Steve Allan’s long-awaited report on the “anti-Alberta energy campaigns” finally achieved what no one could have predicted.
It bored us to tears.
The panicky narrative of the deceptive American puppeteers leading the Canadian opposition to the pipeline evaporated in the face of ordinary events. In more than 600 pages of almost impenetrable prose, there was nothing there.
The absurd conspiracy theory underlying this exercise in futility ended not with a bang, but with a groan.
The whole world can see what Alberta’s Prime Minister Jason Kenney can’t bear: He doesn’t have an answer for the end of oil. Once an undisputed industrial giant, oil is now pouring investment dollars. Divestment from fossil fuels, a much bigger threat to Alberta than the Tar Sands Campaign could hope to be, now exceeds $ 14 trillion. Exxon, the world’s largest company in 2013, was delisted from the Dow Jones Industrial Average in 2020.
Canadians have also turned the page. The urgency of climate action is widely accepted, while climate denial has become the territory of nuts and trolls.
However, before leaving behind the ignominious debacle of the Allan Investigation, let us remember how serious the abuse of government power was.
Tar Sands Campaign participants are not fooled by skilled outsiders and Hollywood stars, but law-abiding private citizens for whom grassroots organizing, activism and indigenous resistance is an identity and a way of life. The organizations through which they mobilized have been connected to the world’s leading and eminent scientific and environmental philanthropic organizations for decades.
And for the exercise of their freedom of expression and association, during the last ten years a succession of governments investigated, vilified and attacked. First through Stephen Harper and then through Jason Kenney.
In 2021, in Canada, was treated as normal for investigate private citizens for “anti-Alberta” activities. Not for criminal, illegal, or even inappropriate conduct, but for opposing the expansion of oil and gas during a climate crisis.
In 2021, in Canada, a government investigation was conducted powers of subpoena and the ability to compel private citizens to appear, testify, and produce your private records and communications.

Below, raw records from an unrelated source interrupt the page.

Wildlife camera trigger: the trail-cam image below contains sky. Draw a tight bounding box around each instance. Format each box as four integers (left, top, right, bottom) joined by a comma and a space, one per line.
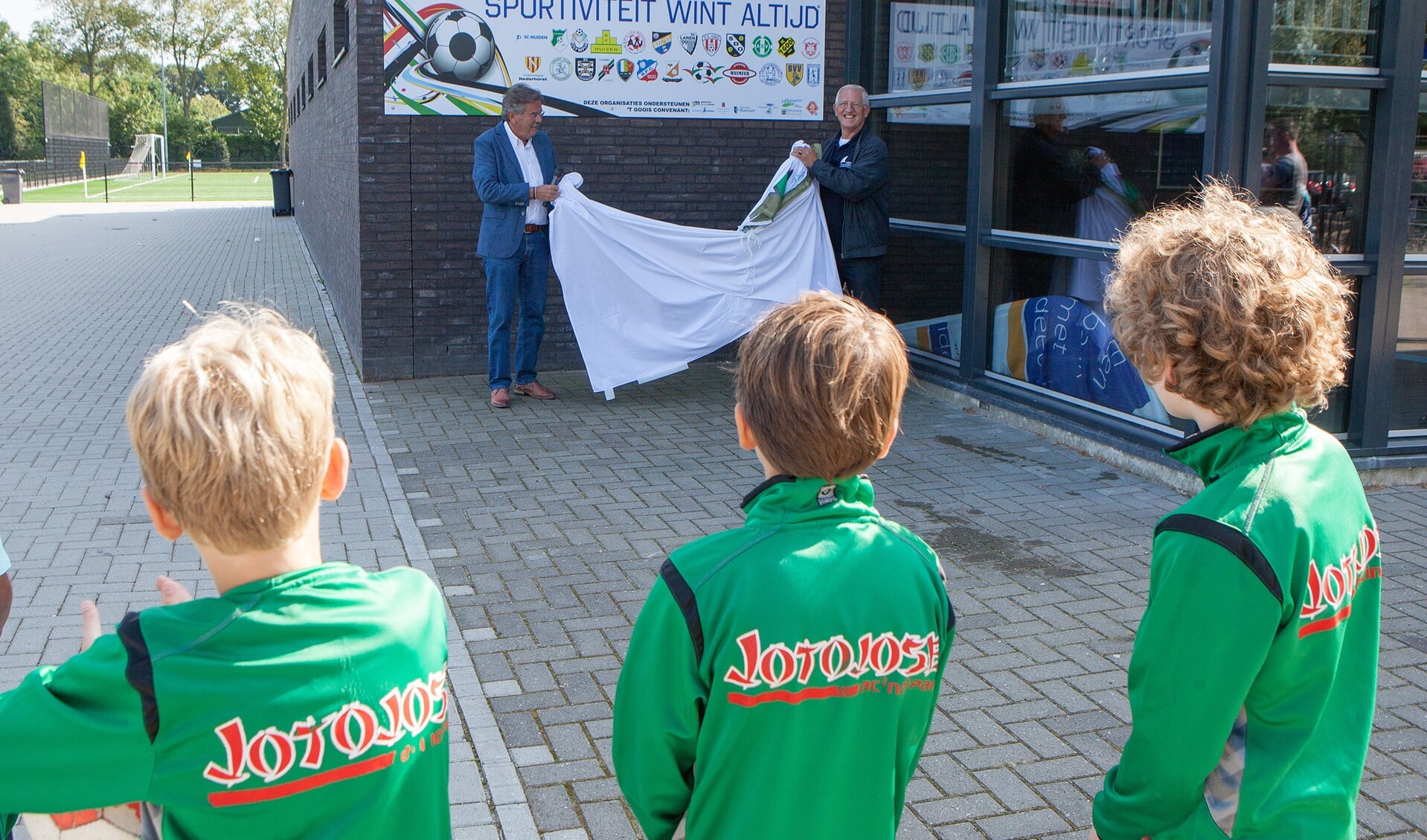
0, 0, 48, 39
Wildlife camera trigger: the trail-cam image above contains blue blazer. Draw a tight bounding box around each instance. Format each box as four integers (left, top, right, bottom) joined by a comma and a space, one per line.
471, 120, 555, 258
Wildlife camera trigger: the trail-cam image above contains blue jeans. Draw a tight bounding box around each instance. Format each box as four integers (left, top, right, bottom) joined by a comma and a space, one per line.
484, 231, 549, 391
838, 257, 886, 312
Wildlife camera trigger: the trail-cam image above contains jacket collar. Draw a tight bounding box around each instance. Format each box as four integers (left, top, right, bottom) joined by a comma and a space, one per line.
742, 475, 876, 522
1164, 406, 1309, 485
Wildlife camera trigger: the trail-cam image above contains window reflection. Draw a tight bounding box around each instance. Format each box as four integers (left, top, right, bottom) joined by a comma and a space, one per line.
995, 89, 1205, 307
1270, 0, 1380, 67
1001, 0, 1214, 81
1259, 87, 1371, 254
1391, 274, 1427, 432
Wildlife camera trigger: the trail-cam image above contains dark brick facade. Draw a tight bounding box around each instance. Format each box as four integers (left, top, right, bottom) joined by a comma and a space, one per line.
288, 0, 847, 379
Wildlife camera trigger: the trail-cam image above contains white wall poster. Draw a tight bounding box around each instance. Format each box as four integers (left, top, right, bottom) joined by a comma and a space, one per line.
382, 0, 827, 121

“The whole world can see what Alberta Prime Minister Jason Kenney can’t take: he doesn’t have an answer by the end of oil.” @garossino writes for @natobserver #abpoli
This was treated in public discourse as a troubling development, but somehow within the confines of normal government.
It has been going on for a decade. The CRA, which should be scrupulously independent of political interference, was armed to attack people and organizations that were perceived as enemies of the government of the day.
The police and CSIS investigated and kept watch on many Canadians, especially the indigenous people who resist.
Public defamation of people by government leaders allowed others to shake off the normal constraints of civil society. And they did. Both private citizens and activists were subjected to years of threats, physical attacks and intimidation.
If there’s one thing we learned from the Trump years, it’s how much democracy depends on the agreement shared by those in power on unwritten conventions.
Amnesia is perhaps the most potent drug in politics. Over time, we can easily forget that the CRA should never be used as a weapon and that leaders should not order police searches of the houses and phone records of their opponents.
Or that private citizens should never be brought before an investigation to answer for who their friends are or what they say in public.
Before the mist comes and covers the Allan Investigation in haze, it’s important that we remember how and why it was so dangerous.
Because it could have been a lot worse.